Figure 6. Eight day old Tetrahymena cells stained with acridine orange. After eight days you can see many small acidic compartments that are dark orange or red (very acidic). The macronucleus and the micronucleus are visible with the macro-nucleus showing enlargement and distortion. The contractile vacuole is visible and enlarged.
Conclusions
As you can see, Tetrahymena stained with acridine orange can reveal a lot of information about the cell’s internal organelles and physiological condition. These results are similar to what others have observed when staining cells with acridine orange (1, 2, 3). In all three of the photos we can see nuclei, contractile vacuoles and numerous acidic compartments. Also the size and shape of the acidic compartments shows tremendous variation. The cytoplasm stains green which makes it easy to see the complete outline of the cell. It is also apparent as the cells age numerous changes can be observed. There seems to be an increase in the number and acidity of the acidic compartments with a concurrent reduction in size. The macronucleus was misshapen by day 8 and the cells appeared smaller. You can also see the enlargement of the contractile vacuole by day 8. These results demonstrate how acridine-orange stained cells can be used to investigate intercellular changes due to stress.

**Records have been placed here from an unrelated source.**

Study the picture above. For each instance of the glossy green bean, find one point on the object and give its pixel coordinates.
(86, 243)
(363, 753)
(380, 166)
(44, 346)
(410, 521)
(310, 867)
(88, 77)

This simple procedure allows students to ask questions about the effect of stressors on Tetrahymena and follow the progression of the cellular changes that take place. An example might be looking at the effect of aging as demonstrated in this manual or investigating the effect an environmental pollutant such as Round-Up (a herbicide) on inner cellular structures. The possible questions are endless and they allow students to do investigative research that gives real data that can be used to write a paper or lab report.
Safety
Acridine orange is an eye and skin irritant. It should not be inhaled or ingested. Be sure to read The MSDS for details.
References
1. Wikipedia.https://en.wikipedia.org/wiki/acridine orange (accessed March 2017).
2. Mpoke S. and Wolfe J. (1997) Differential Staining of Apoptotic Nuclei in Living Cells: Application to macronuclear Elimination in Tetrahymena. 45(5): 675-683.
3. Lu E. and Wolfe J. (2001) Lysosomal enzymes in the Macronucleus of Tetrahymena During its Apoptosis-Degradation. 8: 289-297.